To put this idea in terms which might already be familiar, think about the trading that goes on for a particular stock. Investors buy relatively more of that stock and with greater enthusiasm whenever they feel the underlying business is creating more value and will benefit its shareholders more in the future, if only by further rises in its stock price. As a result, the stock price goes up. If investors hold the opposite expectation, they sell more and with greater urgency, and the stock price goes down. But the overall price of the asset is tied to ideas of the value created by the company. Bonds are traded with similar ideas of their underlying value.

Well gold, on the other hand, is a mineral. It doesn’t change over time or create value in any way; it just sits there like the static substance it is, so traders in the gold market can’t rely on any calculations of gold’s underlying value. That description may make it start to sound like a commodity, and it is. Gold futures contracts, the financial trading instrument used to access the gold market, represent a standard sample of 100 troy ounces of gold which assays to a minimum of 995 fineness (a grading specification), and each sample is by definition interchangeable with any other sample. However, gold traders can’t effectively use the same analysis techniques they might use with other commodities because except for a limited amount of industrial usages, gold isn’t really subject to supply and demand in the same ways that cotton, orange juice, and pork bellies are.

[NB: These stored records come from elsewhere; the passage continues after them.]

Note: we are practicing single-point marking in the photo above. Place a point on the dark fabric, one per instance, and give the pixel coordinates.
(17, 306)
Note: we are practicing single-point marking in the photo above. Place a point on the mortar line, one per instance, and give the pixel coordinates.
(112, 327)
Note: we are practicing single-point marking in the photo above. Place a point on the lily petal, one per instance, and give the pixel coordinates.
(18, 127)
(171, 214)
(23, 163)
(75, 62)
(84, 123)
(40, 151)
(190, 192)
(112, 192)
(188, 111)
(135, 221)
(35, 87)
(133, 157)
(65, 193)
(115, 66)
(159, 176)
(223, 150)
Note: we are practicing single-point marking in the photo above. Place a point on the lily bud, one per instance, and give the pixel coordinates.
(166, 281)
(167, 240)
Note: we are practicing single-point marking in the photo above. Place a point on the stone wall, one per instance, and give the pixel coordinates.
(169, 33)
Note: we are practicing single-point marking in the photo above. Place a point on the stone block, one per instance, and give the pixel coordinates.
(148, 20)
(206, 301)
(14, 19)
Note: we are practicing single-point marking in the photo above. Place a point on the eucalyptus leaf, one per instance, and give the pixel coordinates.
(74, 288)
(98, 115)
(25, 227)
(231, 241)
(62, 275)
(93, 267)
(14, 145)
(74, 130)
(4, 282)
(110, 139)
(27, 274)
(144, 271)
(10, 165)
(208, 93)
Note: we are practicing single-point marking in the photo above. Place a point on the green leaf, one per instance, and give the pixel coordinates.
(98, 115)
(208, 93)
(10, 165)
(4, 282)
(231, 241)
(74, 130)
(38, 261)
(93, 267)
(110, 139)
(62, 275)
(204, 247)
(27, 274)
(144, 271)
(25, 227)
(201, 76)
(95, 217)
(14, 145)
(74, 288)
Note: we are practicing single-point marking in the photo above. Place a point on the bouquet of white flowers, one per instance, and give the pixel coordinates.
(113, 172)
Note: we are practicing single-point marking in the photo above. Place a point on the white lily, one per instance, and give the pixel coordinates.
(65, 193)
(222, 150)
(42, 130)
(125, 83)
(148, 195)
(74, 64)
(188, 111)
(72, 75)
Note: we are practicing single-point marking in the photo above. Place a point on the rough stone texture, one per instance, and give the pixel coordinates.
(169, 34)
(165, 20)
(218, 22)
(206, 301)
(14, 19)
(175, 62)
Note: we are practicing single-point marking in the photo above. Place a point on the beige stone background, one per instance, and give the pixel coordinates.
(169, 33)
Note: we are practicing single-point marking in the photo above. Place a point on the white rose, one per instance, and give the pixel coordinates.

Actually, new sources of supply can be measured and analyzed as gold is mined from the earth, but as far as demand goes, gold “consumers” really just seek out the substance to hold as a financial instrument: a substitute for a certain amount of cash. They do so because they feel gold will hold onto its value as money with more stability than any one country’s legal tender, and that makes it an especially popular investment during a recession or time of political upheaval.

Now gold trading is starting to sound more like currency trading, which is accurate … to a point. Holding gold as a substitute for currency explains the motivations of a large chunk of the gold market, but as far as active trading goes, using currency analysis techniques on gold will generally fail because gold doesn’t represent an underlying country or economy. There’s no one making decisions on gold’s “interest rate” or influencing its GDP.

So your best bet for understanding the structure of the gold market is to understand the motivations of the people who invest in gold – financial or political risk aversion, portfolio diversification, substitution for currency, and even industrial supply and demand – and then be able to anticipate changes in their sentiments.